Bad parenting, precocious kids, motel managers, and the outside world of Disney World collide in “The Florida Project,” a throughly riveting drama from writer/director Sean Baker.

The movie is more of a character study: focusing on struggling parents with fowl language, tattoos, and scams for rent money. That means their kids can con people money for ice cream, and spit on people’s cars for fun. And as irritated as you are at this, you’re eating up the true nature of it all.

We meet Moonee (newcomer Brooklyn Prince), a 6-year-old, who spends time with her little friends around their motel and other places they can cause mischief at. From another motel, she befriends Jancey (newcomer Valeria Cotto), and shows her Orlando from her point of view.

Another newcomer is Bria Vinaite as Moonee’s tattoo-wearing, struggling, and fowl-mouthed mother, who sells perfume in golf club parking lots to keep a roof over their heads. She even has to a con a guy (Macon Blair) by selling VIP bracelets, and stealing them back from him.

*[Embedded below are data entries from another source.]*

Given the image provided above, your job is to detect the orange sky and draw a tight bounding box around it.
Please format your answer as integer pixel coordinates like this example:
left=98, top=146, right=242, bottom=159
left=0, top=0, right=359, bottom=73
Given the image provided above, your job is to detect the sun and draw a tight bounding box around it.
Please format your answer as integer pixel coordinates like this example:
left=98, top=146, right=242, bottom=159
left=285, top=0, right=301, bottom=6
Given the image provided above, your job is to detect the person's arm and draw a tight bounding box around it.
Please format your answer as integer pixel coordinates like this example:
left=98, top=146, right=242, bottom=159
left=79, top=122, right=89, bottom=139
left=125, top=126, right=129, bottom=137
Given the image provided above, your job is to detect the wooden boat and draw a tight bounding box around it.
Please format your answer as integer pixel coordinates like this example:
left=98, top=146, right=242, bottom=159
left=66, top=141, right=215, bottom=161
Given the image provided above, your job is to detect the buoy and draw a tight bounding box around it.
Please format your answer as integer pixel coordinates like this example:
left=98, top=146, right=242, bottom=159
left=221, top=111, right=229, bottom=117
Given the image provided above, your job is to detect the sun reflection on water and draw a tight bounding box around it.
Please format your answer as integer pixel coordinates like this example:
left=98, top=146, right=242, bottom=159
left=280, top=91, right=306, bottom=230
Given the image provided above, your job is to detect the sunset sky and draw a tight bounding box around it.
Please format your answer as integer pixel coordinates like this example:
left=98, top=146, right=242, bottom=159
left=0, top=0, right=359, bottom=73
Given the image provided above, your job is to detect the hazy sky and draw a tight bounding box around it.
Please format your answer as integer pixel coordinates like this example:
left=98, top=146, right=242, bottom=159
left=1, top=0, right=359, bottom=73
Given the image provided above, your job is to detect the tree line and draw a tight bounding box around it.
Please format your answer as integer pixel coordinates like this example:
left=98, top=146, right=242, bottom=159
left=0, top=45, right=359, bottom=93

You already know this guy: Willem Dafoe plays the motel’s manager, who always has to deal with the kids and the mother’s behavior. We see him go through life with the tenants and guests, and if you look beneath it all, he’s actually a nice guy.

“The Florida Project” is well-acted, very funny, and gripping on all accounts. I saw this at the New York Film Festival, and I needed to process what I have saw. Prince and Viniaite are both great newcomers in a year of fine female newbies (Dafne Keen in “Logan” and Amiah Miller in “War for the Planet of the Apes,” etc.). And every scene with Dafoe is either funny or electrifying.

Again, it’s not much of a story, but it’s more of a character or environment study: the people who live there, and why they behave like that. Sean Baker has outdone himself.

And I can’t say what or why, but you’ll love how the movie chooses to close itself.